It’s that time of year again! There is always an explosion in gym memberships after the start of the year! The parking lot is packed, the machines are busy, and the courts are FULL! People trying to lose in a few months what took them the whole year to put on, or even longer. Who knows what the motivation is—too busy, too lazy, summer around the corner? Whatever it is people have to realize one thing—the majority of people who hit the gym, pool, or bike have one thing in common after the month of January- they quit! As sad as it is to say, it is true. I know they want to be there working out but why isn’t the motivation there all year long?
When you look at a PRO athlete or someone who trains seriously, do you think they just do it at the beginning of the year or when they feel like it? It is about mindset, nutrition, motivation and physical activity. These are not things you do once in a while, this is a process and a change — a LIFESTYLE change.
1. Decide to change! By deciding to make a change you have already taken the first step. Next are some simple but important steps to help you through the hardest part—Getting Started! And always consult a doctor before starting any routine or a Nutritionist for menu planning.
2. Start with a goal. Make sure the goal is realistic and achievable. You can’t
immediately take off those 30 pounds you took all year to put on all year. You
can expect to lose about 1-2 pounds a week with a healthy meal plan and
exercise routine. It doesn’t sound like a lot but you don’t want to lose it too fast.
Remember you didn’t gain the pounds within a week, or even a month.
3. Start slow. Don’t expect to bench press more than you can lift. Don’t expect to run a 5 minute mile, and don’t think working out for three hours will get you anywhere either. SO many people start off too strong and then they aren’t seen again because they either hurt themselves or they’re too sore to keep working out.

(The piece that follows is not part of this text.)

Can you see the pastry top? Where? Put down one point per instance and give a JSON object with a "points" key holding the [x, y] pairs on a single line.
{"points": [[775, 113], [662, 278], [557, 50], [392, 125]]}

4. No scaling. I always tell people DO NOT go by the scale as far as weight loss. You may be gaining muscle mass or retaining water especially in the beginning and you may get frustrated and quit. Go by how your clothes are feeling and how you are too. Give it awhile before you step back on the scale.
5. Workout with a friend. Some people do better with other people—to help motivate and support.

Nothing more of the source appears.